Muschi's vide grenier finds.


Monday

Rain.  Muchi and Paschi go grocery shopping in Apt while the Sheehys stay at home.  Louisa takes her morning nap.  After several hours, Muschi and Paschi return home and the rain stops.  We stow the groceries and head out under heavy clouds to the Pont Julien, a Roman Bridge from 3 BC.  We chose a rock in the riverbed with a good view of the bridge and unpack our lunch.  We drink tea and eat sandwiches, slices of Chausse de Moins cheese and pears.   The sky clears.  Maria plays in the sand. 
Look, no mortar!

Paschi bring the thunderheads in his wake!  Bwahhhhhhahahaha!



View from on top of the bridge.




Hoping to take advantage of the blue skies, we pile back in the car and head toward the hilltop town of Gordes.   The girls and Donnie sleep in the parked car while Muschi, Pashci, and I go in search of a photo op.  We find one.

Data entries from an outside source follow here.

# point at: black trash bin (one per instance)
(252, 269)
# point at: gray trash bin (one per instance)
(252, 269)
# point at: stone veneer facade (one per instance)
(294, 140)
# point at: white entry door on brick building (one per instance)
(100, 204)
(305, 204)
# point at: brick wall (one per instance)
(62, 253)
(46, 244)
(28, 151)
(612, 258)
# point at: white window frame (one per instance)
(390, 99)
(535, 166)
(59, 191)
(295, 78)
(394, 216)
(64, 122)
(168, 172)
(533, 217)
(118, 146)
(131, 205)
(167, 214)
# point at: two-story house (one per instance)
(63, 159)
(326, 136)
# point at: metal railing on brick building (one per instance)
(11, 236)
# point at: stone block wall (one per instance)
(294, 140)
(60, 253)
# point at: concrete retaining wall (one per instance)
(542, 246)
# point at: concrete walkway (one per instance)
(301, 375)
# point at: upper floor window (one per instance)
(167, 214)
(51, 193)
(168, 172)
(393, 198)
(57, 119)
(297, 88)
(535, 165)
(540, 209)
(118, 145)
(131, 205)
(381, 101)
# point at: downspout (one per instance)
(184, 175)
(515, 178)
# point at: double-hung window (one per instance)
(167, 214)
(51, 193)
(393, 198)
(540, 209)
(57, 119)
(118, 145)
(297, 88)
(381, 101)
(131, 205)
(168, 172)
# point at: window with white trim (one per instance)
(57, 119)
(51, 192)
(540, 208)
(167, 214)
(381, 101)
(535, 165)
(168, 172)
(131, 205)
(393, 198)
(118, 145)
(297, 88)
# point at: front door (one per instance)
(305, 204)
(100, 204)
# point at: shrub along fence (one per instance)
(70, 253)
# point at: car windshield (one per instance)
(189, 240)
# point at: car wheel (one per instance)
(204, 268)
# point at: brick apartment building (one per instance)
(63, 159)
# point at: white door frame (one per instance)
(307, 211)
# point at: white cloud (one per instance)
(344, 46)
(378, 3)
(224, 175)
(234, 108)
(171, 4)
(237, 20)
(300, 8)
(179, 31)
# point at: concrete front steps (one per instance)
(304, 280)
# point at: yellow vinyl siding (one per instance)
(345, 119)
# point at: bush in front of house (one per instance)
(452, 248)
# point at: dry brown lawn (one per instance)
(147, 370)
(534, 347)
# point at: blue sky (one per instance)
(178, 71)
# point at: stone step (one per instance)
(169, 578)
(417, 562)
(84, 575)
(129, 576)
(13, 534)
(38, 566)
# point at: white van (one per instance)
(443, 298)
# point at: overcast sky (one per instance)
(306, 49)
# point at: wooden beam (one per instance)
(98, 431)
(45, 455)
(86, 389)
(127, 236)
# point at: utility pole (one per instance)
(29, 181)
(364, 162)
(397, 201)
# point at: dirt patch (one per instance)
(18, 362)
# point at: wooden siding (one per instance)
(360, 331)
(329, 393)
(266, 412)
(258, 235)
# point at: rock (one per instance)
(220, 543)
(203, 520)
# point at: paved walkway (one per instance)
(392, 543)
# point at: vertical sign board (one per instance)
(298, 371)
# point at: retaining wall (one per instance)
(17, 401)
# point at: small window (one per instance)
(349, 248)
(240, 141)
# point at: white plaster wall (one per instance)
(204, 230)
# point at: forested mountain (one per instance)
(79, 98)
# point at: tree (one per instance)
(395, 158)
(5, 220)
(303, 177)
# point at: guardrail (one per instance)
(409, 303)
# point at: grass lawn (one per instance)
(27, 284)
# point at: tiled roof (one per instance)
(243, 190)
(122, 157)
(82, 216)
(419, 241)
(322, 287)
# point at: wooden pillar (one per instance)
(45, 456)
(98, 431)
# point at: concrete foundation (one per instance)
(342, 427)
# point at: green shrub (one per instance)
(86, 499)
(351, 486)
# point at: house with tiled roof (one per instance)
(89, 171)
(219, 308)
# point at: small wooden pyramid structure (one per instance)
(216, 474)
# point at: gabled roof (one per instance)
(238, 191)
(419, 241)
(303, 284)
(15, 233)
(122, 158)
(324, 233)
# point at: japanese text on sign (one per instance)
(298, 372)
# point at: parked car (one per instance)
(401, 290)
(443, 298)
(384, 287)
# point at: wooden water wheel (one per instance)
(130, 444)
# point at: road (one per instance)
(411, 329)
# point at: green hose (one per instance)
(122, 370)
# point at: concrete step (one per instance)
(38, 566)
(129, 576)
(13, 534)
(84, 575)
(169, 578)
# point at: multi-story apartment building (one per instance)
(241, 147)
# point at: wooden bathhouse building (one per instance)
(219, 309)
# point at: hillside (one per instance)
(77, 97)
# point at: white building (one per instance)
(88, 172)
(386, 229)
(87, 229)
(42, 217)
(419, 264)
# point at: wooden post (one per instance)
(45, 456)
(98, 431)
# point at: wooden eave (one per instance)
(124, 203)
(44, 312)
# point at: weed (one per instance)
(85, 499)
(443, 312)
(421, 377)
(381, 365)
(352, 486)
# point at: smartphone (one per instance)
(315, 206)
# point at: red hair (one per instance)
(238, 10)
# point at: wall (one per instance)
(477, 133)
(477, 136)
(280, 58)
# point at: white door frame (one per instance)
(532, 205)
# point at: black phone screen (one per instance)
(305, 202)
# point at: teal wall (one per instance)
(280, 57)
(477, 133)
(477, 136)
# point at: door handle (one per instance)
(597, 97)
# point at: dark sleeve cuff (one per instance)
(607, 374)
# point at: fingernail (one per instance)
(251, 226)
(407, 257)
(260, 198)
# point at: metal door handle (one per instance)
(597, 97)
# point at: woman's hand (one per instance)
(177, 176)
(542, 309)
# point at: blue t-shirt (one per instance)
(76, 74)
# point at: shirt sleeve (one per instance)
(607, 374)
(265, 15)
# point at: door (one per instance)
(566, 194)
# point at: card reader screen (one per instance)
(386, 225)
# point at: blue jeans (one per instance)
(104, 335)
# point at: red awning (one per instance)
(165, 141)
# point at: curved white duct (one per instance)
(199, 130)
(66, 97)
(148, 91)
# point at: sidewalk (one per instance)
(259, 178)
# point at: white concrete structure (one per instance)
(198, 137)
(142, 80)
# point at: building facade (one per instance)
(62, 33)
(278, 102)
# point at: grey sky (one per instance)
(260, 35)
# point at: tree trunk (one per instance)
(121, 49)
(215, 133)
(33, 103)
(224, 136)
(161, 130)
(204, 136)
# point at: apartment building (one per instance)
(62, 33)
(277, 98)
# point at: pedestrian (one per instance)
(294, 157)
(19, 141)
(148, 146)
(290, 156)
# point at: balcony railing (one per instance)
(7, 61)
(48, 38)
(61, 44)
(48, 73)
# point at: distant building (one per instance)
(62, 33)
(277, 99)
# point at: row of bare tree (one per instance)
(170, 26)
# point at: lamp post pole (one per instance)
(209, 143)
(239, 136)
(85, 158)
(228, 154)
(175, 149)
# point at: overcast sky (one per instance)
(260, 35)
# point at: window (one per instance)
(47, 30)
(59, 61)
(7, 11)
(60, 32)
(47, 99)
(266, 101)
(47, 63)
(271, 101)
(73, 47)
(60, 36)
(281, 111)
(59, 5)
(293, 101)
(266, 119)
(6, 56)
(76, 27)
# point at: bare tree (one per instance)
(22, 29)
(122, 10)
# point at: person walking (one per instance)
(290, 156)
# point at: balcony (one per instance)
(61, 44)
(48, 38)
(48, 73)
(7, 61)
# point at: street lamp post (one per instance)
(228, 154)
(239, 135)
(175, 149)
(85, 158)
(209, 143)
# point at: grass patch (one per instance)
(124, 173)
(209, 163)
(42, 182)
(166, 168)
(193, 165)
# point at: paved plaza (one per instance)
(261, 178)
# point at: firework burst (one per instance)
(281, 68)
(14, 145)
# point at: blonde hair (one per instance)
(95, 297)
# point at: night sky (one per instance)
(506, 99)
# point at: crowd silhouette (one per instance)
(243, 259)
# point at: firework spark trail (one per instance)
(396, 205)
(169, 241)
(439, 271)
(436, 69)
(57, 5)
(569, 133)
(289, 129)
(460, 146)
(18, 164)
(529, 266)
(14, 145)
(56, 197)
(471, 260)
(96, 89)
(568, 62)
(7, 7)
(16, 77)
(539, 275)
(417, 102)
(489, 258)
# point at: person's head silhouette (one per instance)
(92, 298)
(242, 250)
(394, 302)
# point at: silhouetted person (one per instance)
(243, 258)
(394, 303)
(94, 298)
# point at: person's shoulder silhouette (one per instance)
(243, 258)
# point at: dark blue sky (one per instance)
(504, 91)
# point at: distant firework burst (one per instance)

We rejoin Donnie and the kids and walk uphill into the city.  Maria and the men stake out a sunny spot next to the chateau while Muschi and I visit boutiques.  The shops sell olive wood, honey, soap, lavender sachets, grinders full of herbs de Provence, and colorful traditional fabrics.  There are all manner of ceramic items decorated with Provencal motifs--olive branches, lavender, and cicadas.  After Muschi and I break free from the thrall of the shops, we walk down a few more cobblestone alleys, finding more great views.


Look who's awake!


 

The next stop is Rousillon.   A sign at the entrance of the town declares that it is "One of France's Most Beautiful Villages"--a distinction is shares with Gordes.  Rousillon owes its unique appearance to it's ochre tinted buildings.  These building serve as a kind of swatch catalog for all the colors that can be found in the ochre clay deposits surrounding the town.  (Until the early 20th century, ochre mining was one of the area's main industries.  The ochre was used to make pigments that found their way into all sorts of things--from sausages to artists' paints.)  I'm glad that Muschi is wearing her bright blue sweatshirt--it's the perfect compliment to the town's parade of oranges. 






We eventually find our way to the cemetery.  It's a walled plot, with above-ground mausoleums.  It overlooks the town, a benevolent reminder of past generations.  







Finally, we descend the ruddy heights and ride back to La Grande Bastide.  On the way home, I think about the steep, winding alleys and scenic heights of Gordes and Rousillon, and wonder if they'll reappear in my dreams.

We end our busy day with a homemade dinner of fried mashed potatoes, sausages and salad.